Model building and structure refinement

The structure of Fcα (PDB ID: 1OW0), as well as the structures of the J-chain and SC from the Fcμ-J-SC complex (PDB ID: 6KXS), was docked into the EM map using Phenix53 and then manually adjusted using Coot.54 The β5–β6 hairpin of the J-chain, which is disordered in the Fcμ-J-SC structure, was built de novo. The SpsANTD structure was also built de novo, using the previously determined solution structure of the R2 domain (PDB ID: 1W9R) as a guide. Residues in helices α1–α2 of SpsANTD can be unambiguously assigned. The amino acid registrations in helix α3 are not entirely reliable, since this helix is only loosely attached to SC and displays poor densities due to structural flexibility. Refinement was performed using the real-space refinement in Phenix. Figures were prepared with Pymol (Schrödinger) and UCSF Chimera.

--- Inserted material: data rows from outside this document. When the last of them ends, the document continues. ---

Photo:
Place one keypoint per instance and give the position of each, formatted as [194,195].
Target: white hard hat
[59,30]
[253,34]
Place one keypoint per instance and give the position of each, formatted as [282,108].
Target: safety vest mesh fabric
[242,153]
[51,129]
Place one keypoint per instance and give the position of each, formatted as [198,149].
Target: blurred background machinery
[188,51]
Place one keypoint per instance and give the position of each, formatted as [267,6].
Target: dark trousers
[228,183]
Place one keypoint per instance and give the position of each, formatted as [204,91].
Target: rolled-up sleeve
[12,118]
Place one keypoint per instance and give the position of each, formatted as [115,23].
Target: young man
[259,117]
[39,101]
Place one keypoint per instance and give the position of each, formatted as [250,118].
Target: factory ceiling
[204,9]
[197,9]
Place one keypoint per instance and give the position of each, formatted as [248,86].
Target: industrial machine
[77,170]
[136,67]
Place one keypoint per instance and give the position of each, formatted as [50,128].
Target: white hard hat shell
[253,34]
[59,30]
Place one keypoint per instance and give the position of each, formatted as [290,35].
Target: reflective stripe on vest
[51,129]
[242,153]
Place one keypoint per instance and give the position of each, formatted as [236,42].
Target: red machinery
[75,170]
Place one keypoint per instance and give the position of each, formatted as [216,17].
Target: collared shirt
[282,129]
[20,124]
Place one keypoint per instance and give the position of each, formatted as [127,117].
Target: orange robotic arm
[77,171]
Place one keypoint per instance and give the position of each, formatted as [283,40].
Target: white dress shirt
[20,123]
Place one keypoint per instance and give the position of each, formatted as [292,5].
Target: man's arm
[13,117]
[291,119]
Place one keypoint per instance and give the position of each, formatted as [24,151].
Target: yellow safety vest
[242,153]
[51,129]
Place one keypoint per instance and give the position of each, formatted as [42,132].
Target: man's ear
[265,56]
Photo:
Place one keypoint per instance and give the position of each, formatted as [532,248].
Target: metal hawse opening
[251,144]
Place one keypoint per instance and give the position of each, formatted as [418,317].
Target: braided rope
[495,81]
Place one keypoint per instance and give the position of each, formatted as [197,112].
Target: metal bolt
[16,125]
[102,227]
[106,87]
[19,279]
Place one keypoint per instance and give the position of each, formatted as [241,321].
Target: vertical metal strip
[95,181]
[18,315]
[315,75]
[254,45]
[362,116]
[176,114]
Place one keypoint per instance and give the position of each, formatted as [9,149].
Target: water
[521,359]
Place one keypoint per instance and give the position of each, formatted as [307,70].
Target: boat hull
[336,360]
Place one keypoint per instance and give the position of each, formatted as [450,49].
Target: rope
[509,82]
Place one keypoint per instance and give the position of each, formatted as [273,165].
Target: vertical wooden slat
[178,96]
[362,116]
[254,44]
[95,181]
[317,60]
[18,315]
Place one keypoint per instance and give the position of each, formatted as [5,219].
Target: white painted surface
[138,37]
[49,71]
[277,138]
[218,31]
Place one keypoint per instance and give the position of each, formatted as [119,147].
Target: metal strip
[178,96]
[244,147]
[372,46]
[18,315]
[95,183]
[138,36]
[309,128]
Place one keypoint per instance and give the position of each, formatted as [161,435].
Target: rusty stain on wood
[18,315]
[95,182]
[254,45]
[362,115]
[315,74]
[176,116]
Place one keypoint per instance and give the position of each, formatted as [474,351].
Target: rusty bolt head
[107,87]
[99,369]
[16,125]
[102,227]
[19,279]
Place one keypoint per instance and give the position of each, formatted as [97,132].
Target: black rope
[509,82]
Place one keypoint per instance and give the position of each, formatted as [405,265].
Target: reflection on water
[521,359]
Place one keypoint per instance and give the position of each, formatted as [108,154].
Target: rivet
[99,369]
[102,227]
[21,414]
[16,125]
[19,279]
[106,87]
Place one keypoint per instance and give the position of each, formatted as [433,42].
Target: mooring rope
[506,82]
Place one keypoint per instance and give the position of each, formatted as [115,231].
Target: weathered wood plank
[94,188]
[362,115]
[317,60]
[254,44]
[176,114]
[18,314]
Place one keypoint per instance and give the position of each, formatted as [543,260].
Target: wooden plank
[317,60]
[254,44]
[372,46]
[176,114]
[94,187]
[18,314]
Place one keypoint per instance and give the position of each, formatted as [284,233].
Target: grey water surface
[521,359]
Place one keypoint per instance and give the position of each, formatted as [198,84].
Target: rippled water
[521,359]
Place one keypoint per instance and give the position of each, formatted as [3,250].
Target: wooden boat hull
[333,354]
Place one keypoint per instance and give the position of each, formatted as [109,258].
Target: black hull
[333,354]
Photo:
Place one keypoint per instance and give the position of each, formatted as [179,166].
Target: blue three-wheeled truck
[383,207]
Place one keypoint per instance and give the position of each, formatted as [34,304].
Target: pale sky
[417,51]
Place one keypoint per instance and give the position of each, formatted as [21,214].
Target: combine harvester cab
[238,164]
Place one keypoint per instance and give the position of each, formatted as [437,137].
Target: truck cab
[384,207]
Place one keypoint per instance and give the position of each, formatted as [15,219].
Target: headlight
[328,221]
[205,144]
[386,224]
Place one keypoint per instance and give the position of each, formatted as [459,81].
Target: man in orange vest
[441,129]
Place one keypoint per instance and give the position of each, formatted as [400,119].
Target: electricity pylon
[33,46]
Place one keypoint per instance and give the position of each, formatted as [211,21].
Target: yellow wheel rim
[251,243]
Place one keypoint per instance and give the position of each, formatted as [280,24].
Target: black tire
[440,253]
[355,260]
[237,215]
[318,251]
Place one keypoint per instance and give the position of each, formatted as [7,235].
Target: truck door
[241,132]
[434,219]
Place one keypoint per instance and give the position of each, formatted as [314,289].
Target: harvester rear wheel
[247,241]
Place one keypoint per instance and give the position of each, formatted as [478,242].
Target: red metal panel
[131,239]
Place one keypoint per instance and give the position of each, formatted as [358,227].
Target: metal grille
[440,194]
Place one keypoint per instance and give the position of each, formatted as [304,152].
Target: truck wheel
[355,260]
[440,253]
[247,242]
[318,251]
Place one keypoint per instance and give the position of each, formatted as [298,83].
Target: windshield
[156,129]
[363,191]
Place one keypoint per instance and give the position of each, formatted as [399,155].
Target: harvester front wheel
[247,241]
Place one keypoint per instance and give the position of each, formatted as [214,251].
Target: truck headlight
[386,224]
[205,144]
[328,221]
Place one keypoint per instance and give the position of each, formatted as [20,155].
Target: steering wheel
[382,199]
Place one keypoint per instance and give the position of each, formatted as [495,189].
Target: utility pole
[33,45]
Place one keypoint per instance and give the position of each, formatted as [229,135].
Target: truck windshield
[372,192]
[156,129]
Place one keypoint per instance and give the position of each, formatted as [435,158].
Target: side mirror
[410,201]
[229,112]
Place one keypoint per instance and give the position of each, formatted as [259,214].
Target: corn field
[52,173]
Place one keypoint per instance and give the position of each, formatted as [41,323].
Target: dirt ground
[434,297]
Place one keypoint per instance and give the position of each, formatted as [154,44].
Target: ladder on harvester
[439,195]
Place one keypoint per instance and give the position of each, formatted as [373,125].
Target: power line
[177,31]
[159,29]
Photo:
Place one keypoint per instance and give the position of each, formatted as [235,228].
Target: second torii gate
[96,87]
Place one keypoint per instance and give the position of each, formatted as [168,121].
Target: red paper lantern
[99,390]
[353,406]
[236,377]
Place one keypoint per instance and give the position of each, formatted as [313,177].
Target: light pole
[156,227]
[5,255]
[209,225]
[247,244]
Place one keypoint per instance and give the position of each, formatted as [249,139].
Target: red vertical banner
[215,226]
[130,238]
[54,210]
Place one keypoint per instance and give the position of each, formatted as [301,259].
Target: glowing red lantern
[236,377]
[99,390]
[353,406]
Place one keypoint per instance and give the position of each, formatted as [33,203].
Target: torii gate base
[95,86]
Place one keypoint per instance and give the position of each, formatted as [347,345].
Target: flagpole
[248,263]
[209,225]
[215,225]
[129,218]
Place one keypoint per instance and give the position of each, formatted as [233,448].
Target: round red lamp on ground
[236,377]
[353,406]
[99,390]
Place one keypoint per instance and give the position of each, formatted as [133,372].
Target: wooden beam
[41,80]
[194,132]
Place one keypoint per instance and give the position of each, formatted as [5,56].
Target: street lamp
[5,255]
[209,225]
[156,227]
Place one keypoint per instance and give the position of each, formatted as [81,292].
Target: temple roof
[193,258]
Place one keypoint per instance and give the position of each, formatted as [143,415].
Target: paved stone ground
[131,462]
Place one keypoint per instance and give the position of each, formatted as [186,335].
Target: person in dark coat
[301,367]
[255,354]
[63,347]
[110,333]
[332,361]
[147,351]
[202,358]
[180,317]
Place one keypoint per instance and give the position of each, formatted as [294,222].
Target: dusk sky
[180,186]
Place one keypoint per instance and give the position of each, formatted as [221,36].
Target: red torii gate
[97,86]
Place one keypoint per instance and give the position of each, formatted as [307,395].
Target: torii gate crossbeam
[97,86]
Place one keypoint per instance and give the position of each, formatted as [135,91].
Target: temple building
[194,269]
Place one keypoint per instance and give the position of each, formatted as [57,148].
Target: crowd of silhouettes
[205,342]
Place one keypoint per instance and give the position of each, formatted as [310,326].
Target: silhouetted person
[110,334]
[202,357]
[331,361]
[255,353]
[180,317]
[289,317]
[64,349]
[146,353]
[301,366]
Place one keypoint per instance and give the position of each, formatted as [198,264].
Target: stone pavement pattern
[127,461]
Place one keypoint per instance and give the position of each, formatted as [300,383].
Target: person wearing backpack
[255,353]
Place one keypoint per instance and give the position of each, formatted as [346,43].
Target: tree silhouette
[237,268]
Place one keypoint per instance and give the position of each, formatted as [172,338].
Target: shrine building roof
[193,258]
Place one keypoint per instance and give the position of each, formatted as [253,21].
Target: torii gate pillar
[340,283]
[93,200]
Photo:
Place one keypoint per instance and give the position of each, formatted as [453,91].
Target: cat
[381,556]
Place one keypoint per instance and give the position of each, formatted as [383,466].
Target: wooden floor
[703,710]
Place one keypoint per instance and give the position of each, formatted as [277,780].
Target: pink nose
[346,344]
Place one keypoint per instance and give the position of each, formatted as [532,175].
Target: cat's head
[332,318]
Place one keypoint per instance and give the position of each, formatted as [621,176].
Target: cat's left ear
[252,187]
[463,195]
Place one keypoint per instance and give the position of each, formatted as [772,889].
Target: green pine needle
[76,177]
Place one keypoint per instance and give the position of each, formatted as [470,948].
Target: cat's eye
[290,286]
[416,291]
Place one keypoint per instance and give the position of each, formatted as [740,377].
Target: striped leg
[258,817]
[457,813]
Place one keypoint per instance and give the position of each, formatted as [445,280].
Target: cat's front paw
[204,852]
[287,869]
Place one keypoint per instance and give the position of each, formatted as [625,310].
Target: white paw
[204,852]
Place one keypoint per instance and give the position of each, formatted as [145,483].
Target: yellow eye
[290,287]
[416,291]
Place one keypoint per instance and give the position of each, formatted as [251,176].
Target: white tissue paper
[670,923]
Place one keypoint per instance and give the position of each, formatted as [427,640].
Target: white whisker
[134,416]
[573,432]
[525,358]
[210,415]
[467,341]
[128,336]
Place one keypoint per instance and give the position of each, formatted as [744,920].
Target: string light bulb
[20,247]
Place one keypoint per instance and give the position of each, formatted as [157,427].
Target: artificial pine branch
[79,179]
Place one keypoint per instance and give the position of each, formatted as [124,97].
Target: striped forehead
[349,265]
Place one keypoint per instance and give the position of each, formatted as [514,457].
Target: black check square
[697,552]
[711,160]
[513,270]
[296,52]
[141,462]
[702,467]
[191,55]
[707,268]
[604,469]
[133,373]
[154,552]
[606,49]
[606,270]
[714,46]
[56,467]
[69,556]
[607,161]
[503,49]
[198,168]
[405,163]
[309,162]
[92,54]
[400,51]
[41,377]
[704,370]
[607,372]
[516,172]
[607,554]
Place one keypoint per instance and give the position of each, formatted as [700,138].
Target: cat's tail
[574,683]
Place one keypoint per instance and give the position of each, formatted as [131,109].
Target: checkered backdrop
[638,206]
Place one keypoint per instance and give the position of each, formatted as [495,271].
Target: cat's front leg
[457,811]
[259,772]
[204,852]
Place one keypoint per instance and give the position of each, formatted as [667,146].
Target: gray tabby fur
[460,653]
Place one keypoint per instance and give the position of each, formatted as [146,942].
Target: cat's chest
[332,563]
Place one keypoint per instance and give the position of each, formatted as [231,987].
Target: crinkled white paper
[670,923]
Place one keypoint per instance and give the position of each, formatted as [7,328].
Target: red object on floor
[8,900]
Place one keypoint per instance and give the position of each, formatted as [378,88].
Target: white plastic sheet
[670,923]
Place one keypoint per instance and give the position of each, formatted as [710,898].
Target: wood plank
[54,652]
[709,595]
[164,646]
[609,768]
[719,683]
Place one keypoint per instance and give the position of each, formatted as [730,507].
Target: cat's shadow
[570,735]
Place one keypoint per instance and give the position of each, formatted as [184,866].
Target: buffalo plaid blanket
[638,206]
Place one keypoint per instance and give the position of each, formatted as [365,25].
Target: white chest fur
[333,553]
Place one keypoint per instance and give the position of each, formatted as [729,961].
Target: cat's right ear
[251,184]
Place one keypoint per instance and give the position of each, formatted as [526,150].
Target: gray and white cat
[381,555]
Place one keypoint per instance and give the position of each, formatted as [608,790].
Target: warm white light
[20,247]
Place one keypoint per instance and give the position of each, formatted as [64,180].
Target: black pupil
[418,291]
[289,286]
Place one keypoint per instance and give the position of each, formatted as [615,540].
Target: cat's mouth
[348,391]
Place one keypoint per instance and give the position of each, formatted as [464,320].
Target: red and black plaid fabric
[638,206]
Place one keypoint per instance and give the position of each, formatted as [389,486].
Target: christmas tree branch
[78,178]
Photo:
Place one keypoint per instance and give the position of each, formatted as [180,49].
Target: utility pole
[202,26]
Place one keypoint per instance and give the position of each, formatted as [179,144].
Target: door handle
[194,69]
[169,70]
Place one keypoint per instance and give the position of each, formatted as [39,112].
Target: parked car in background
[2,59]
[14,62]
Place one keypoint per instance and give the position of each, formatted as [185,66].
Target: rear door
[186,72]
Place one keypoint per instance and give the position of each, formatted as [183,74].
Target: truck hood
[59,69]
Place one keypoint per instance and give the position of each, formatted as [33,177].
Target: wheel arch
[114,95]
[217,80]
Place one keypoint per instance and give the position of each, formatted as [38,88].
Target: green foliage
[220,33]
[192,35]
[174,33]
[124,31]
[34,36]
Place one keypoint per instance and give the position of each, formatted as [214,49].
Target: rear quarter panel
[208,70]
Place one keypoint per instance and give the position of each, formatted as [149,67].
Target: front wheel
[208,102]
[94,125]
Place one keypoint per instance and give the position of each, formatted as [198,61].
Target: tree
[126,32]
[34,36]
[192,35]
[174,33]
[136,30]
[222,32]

StrepTactin pull-down assay

WT and mutant SC proteins were purified using the Ni-NTA affinity method as previously described.17 For the pull-down experiments, they were first incubated with purified Fcα-J complex on ice for 1 h. The mixture was then incubated with the StrepTactin beads (Smart Lifesciences) in the binding buffer at 4 °C for another hour. A twin-strep tag is present on Fcα. The beads were spun down and then washed three times with the binding buffer. The bound proteins were eluted off the beads using the binding buffer supplemented with 10 mM desthiobiotin. The results were analyzed by SDS-PAGE and visualized by Coomassie staining.